Ainsi, l’indépendance et la singularité de son caractère s’annonçaient par de profonds contrastes, souvent même par une lutte ouverte avec ses condisciples. Un de ses journaux intimes, Mon cœur mis à nu, contient cette phrase : « Sentiment de solitude, dès mon enfance, malgré la famille, et au milieu des camarades surtout, — sentiment de destinée éternellement solitaire. Cependant goût très vif de la vie et du plaisir[1]. »

Ce n’est pas le seul trait où éclate l’originalité de sa nature. Il a noté, dans Mon cœur mis à nu, le rêve qui hantait dès lors son esprit : être « tantôt pape, mais pape militaire, tantôt comédien ». Etrange association d’idées qui s’explique par le prestige qu’eut, de tout temps, pour son imagination, le côté plastique de la vie, sans préjudice de son penchant au mysticisme[2].

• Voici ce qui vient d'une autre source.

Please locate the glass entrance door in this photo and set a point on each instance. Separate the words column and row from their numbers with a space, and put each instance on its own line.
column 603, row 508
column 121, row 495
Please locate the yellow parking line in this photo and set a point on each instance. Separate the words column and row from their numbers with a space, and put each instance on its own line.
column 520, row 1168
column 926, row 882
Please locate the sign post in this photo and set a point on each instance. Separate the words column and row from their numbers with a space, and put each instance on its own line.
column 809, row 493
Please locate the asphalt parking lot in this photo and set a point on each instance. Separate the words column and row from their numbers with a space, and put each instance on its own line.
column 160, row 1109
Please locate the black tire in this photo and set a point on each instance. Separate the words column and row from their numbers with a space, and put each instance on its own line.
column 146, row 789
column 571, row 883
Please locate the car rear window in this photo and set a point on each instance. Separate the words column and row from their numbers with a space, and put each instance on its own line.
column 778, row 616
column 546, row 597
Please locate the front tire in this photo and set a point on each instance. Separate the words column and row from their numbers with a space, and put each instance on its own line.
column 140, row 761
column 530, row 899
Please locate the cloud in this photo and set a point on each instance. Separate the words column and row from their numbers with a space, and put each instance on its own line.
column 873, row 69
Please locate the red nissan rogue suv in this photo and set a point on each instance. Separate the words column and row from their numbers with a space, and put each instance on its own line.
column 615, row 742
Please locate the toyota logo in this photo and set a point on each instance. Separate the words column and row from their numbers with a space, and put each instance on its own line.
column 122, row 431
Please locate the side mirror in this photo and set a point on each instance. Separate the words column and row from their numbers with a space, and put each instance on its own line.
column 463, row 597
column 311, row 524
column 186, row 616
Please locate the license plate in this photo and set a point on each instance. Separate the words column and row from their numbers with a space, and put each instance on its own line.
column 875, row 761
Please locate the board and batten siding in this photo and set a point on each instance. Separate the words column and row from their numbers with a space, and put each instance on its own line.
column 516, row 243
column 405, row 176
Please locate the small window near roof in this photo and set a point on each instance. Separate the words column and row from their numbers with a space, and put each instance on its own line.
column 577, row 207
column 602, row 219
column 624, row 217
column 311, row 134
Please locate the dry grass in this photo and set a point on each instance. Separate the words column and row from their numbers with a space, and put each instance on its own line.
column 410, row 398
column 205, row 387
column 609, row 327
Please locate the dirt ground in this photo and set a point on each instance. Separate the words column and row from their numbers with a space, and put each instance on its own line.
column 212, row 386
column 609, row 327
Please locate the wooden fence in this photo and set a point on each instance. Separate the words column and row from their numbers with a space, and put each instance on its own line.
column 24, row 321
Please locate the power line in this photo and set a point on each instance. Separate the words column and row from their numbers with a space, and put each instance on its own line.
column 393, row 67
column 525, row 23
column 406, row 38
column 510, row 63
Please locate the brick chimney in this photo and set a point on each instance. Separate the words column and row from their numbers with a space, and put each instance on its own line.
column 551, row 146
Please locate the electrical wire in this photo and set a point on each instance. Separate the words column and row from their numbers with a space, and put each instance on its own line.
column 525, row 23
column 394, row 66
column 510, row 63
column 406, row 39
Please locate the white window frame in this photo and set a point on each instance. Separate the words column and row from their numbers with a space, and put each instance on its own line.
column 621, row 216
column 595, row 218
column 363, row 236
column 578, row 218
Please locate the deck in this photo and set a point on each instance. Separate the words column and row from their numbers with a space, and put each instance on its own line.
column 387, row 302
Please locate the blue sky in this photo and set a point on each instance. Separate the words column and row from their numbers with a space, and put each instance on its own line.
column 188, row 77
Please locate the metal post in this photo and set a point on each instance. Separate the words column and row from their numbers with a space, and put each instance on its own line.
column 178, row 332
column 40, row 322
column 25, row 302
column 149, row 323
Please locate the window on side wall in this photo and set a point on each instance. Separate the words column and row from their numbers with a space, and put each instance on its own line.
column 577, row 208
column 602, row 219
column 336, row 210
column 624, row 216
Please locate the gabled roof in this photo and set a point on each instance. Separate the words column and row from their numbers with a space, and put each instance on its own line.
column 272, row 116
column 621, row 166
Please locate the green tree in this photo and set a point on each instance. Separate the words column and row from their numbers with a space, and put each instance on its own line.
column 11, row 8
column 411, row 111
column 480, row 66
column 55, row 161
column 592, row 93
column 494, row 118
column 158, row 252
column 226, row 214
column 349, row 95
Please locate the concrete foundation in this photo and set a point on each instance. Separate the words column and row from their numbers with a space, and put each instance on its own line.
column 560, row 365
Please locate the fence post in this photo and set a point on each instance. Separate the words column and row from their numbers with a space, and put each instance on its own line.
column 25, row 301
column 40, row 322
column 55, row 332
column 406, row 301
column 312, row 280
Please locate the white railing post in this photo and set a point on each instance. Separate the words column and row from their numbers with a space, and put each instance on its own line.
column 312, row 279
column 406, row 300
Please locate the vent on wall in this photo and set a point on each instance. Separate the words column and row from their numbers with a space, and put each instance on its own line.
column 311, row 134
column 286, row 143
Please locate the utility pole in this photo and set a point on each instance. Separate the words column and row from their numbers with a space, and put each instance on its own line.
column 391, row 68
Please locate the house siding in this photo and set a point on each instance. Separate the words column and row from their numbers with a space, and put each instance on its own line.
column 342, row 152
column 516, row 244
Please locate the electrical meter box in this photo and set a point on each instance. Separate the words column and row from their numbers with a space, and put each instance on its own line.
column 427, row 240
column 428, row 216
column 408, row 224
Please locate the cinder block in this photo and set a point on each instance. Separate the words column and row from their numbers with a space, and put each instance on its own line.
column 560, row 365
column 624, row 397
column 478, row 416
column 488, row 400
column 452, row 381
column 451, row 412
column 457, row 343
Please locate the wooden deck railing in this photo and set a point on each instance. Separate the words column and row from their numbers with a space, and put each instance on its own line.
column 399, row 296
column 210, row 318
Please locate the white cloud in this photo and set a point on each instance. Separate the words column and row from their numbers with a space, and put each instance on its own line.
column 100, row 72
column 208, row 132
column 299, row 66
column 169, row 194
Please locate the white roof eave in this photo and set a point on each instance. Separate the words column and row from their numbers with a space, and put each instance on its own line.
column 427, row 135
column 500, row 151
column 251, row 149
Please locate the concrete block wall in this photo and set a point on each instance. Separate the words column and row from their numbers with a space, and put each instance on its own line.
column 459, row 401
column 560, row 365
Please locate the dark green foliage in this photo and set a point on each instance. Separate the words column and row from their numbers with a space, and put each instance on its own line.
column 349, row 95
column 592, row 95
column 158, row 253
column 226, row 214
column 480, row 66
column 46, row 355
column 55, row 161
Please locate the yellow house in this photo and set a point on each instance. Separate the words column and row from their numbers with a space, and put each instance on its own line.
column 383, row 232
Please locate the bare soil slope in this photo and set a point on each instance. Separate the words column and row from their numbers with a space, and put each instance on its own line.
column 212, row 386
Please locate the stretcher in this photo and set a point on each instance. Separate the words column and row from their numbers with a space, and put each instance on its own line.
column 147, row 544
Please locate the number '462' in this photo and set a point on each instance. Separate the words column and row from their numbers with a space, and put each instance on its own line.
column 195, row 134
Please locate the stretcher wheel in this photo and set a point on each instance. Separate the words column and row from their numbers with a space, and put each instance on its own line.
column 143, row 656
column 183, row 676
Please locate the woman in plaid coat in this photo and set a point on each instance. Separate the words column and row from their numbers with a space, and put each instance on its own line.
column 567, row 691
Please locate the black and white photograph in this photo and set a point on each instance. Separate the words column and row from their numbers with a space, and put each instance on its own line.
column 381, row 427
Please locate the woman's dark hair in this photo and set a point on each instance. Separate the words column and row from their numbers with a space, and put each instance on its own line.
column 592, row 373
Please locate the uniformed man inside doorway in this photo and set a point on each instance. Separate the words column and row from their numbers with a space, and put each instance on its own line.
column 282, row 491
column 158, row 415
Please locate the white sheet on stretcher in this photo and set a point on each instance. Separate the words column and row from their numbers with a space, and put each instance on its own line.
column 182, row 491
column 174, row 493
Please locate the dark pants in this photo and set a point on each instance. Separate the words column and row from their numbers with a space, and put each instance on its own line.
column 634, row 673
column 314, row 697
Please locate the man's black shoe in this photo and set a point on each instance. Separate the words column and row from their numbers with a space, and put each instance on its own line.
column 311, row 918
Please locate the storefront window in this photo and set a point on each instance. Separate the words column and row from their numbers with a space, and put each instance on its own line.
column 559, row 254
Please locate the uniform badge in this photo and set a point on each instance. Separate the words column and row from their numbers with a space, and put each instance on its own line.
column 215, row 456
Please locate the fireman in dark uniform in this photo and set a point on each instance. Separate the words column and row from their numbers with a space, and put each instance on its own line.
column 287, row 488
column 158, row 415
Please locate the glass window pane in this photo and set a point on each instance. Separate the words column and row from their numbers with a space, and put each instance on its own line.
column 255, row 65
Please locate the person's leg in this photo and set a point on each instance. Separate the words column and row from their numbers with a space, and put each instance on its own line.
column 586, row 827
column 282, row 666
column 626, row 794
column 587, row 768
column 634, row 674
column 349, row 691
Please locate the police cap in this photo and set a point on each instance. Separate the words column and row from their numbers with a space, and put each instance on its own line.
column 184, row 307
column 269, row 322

En 1836, le colonel Aupick, appelé à l’état-major

  1. On est peu renseigné, en somme, sur la première enfance de Charles Baudelaire, — si peu qu’on serait porté à demander à l’œuvre du poète un supplément d’informations sur sa vie. À ce sujet, observons qu’il y a lieu de tenir pour un récit véridique la visite qu’il conte, avec un ravissement encore si ému, avoir faite, dans ses premières années, à une dame Panckoucke (morale du joujou, Œ. C., iii). Nous avons relevé en effet, dans l’incomparable collection de M. Ancelle, une lettre de Mme Panckoucke au général Aupick.
  2. Mme Aupick était très pieuse, mais d’une piété toute féminine. Quant à François Baudelaire, sans doute peut-on discerner quelque indice des inclinations de son esprit dans les lignes suivantes, écrites par Mme Aupick à Asselineau, après la mort de son fils, à l’occasion d’un envoi de tableaux qu’elle le prie d’accepter en souvenir ; je les cite d’autant plus volontiers qu’elles me semblent particulièrement intéressantes, en ce qui concerne les hérédités que notre poète trouva dans son berceau.
    « … Les deux tableaux dans votre caisse sont pour vous, mon enfant, Charles les avait suspendus lui-même dans sa chambre ; celui à l’huile, vieux tableau, est un Saint-Antoine dans sa solitude, où il se croyait obsédé par le démon ou un mauvais ange ; il a près de lui une croix.
    « M. Baudelaire s’était amusé à faire pour pendant à ce tableau, un tableau profane. À la place du saint, il a mis une bacchante qui tient un thyrse au lieu de la croix de Saint-Antoine ; elle est entourée d’amours au lieu d’anges… » (8 novembre 1867).